Ergovaline—In sheep, IV administration of ergovaline produced similar responses to those of ergotamine in that there was an immediate decrease in the frequency of cyclical reticulum and rumen contractions (compared with that recorded before its administration), followed by increases in baseline tonus, and an increased amplitude of reticulum contractions once they were restored (Figure 2). The highest dose of ergovaline resulted in the greatest and most prolonged decrease in the frequency of A and B sequences, which lasted for approximately 2 hours (Figure 4). There was a significant increase in the frequency of B sequences in the 2- to 4-hour period after 5 nmol of ergovaline/kg.
Effects of intraruminal administration of ergotamine on reticuloruminal motility in sheep— Intraruminal administration of ergotamine at a dose of 400 nmol/kg was performed in the sheep that was most sensitive to the effects of ergotamine administered IV. During the 24-hour recording period, there was no consistent difference in the frequency of A and B sequences of contraction, compared with findings after administration of control treatment (water). The only marked effect was an increase in tonus of the reticulum, the first signs of which appeared after 6 hours and became moderate in degree by 10 hours after intraruminal administration. The tonus of the reticulum persisted at a moderate degree at 24 hours and was decreased but still present at 32 hours. At 48 hours after intraruminal administration of ergotamine, the EMG recording of the reticulum was apparently normal and no tonus was detected in the rumen. Subsequent food intake and characteristics of feces excreted were considered normal.

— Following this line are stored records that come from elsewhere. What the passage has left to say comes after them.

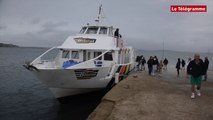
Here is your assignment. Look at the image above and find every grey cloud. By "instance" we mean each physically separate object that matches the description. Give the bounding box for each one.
[0,30,76,47]
[30,18,41,25]
[0,25,7,30]
[39,22,68,34]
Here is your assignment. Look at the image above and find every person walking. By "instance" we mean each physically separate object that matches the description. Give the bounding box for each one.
[187,54,205,99]
[181,59,186,70]
[163,58,169,70]
[203,57,209,81]
[147,56,154,75]
[176,58,181,77]
[142,57,146,70]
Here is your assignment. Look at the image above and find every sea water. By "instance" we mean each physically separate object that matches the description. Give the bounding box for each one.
[0,47,213,120]
[0,47,104,120]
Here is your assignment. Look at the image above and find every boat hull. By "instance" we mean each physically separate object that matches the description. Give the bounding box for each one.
[30,64,132,98]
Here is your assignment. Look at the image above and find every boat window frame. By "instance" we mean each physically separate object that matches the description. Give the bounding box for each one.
[93,51,102,60]
[104,51,113,61]
[61,50,70,59]
[98,26,109,35]
[71,50,80,59]
[85,26,100,34]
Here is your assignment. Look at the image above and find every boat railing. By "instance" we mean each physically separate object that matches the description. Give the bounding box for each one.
[66,49,111,69]
[30,47,57,65]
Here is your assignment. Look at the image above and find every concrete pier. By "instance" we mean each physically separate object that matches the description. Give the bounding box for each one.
[88,71,213,120]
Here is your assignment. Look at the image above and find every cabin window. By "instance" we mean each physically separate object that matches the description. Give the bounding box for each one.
[104,52,113,61]
[99,27,107,34]
[86,27,98,34]
[72,51,79,59]
[87,52,91,60]
[79,27,87,34]
[94,52,102,60]
[62,50,70,59]
[109,27,113,36]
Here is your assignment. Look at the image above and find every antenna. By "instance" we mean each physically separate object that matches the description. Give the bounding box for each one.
[95,4,102,24]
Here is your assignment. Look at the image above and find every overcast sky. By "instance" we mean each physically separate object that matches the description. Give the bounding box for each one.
[0,0,213,52]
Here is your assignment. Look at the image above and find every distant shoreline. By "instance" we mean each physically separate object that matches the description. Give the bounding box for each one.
[0,43,19,47]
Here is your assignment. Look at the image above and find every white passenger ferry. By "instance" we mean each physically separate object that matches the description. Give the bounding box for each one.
[25,7,135,98]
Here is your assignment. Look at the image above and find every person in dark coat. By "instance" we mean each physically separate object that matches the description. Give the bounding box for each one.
[181,59,186,70]
[147,56,154,75]
[163,58,169,70]
[203,57,209,81]
[176,58,181,77]
[114,28,119,38]
[187,54,205,99]
[142,57,146,70]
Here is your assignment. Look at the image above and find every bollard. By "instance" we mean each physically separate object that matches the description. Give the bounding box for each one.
[115,73,119,84]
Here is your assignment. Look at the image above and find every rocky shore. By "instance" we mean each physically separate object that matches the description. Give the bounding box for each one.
[88,71,213,120]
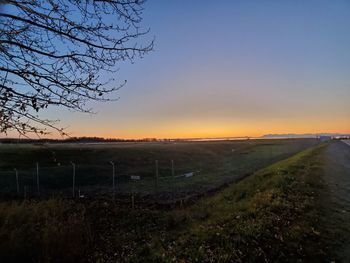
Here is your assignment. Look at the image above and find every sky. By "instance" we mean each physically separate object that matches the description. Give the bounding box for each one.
[6,0,350,138]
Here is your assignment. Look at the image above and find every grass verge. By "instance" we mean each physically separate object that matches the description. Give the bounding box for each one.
[0,144,332,262]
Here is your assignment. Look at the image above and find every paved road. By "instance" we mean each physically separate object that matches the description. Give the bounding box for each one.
[342,140,350,146]
[323,141,350,262]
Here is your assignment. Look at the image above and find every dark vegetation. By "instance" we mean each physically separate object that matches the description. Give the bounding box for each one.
[0,141,344,262]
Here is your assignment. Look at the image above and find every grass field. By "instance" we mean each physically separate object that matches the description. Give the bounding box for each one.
[0,141,337,262]
[0,139,318,200]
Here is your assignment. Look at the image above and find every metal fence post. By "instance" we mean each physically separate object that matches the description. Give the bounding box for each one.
[171,160,175,203]
[155,160,159,193]
[70,162,75,198]
[36,162,40,195]
[14,168,19,195]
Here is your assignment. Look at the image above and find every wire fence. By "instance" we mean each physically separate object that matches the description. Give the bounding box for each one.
[0,161,208,201]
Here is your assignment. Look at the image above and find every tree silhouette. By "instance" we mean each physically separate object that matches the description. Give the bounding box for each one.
[0,0,153,136]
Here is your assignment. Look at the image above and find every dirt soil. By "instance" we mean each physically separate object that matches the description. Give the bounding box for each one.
[323,141,350,262]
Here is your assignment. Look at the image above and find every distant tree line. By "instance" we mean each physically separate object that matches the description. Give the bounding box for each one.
[0,137,180,144]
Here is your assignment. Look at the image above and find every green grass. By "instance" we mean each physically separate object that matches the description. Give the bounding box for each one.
[0,139,317,199]
[123,145,326,262]
[0,200,91,262]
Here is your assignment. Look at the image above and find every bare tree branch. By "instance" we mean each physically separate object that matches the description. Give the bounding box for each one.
[0,0,153,136]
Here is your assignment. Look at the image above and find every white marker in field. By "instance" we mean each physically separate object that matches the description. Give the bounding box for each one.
[130,175,141,180]
[14,168,19,195]
[70,162,75,198]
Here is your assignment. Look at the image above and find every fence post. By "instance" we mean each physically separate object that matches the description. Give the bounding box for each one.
[36,162,40,196]
[14,168,19,195]
[70,162,75,198]
[110,161,115,200]
[155,160,159,193]
[171,160,175,203]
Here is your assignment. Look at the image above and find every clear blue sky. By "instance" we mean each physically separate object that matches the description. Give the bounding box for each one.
[41,0,350,138]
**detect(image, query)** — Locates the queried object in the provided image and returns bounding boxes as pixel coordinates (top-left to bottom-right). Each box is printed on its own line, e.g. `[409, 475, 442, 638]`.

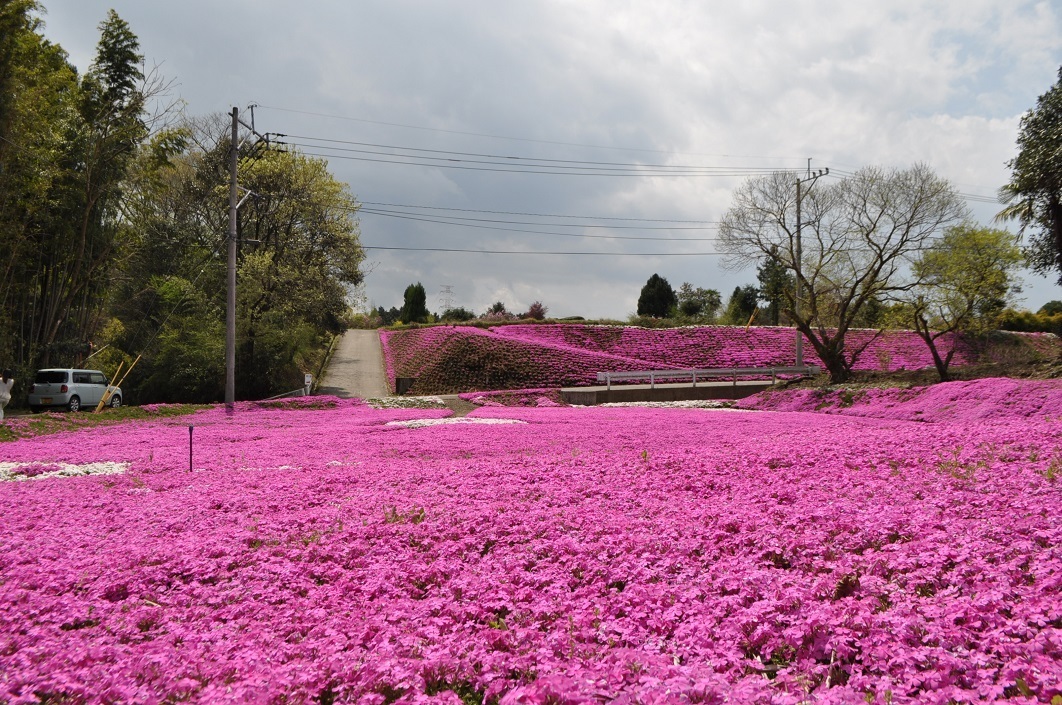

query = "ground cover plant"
[380, 324, 1019, 394]
[0, 382, 1062, 703]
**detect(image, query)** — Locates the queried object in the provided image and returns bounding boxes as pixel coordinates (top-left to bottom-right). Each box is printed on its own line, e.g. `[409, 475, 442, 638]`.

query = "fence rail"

Because of the slight effects detected after intraruminal administration of 400 nmol of ergotamine/kg, the intraruminal dose was doubled to 800 nmol/kg and evaluated in all 3 sheep. After the control and ergotamine treatments, the frequencies of A and B sequences of contraction were recorded continuously and are presented for clarity at 1-hour intervals (Figure 5; Table 1). Responses to intraruminal ergotamine varied among the 3 sheep. In the sheep that was most sensitive to the effects of ergotamine following IV administration, increased tonus of both reticulum and rumen occurred from 8 hours to approximately 24 hours (Figure 5); when this sheep was reexamined for short periods after 24 hours, tonus was still present in the reticulum at reduced levels at 32 and 48 hours and was not detectable at 72 hours. Increased tonus in the rumen did not allow the detection of B sequences of contraction at some assessment times, especially in the aforementioned sheep but also in the other 2, negating hourly totals for some periods. The sheep that was most affected left a considerable amount of food in its feed bin during the 24- to 48-hour period, food that normally would have been consumed. Thereafter, food intake in this sheep was normal. Feces produced were of normal consistency.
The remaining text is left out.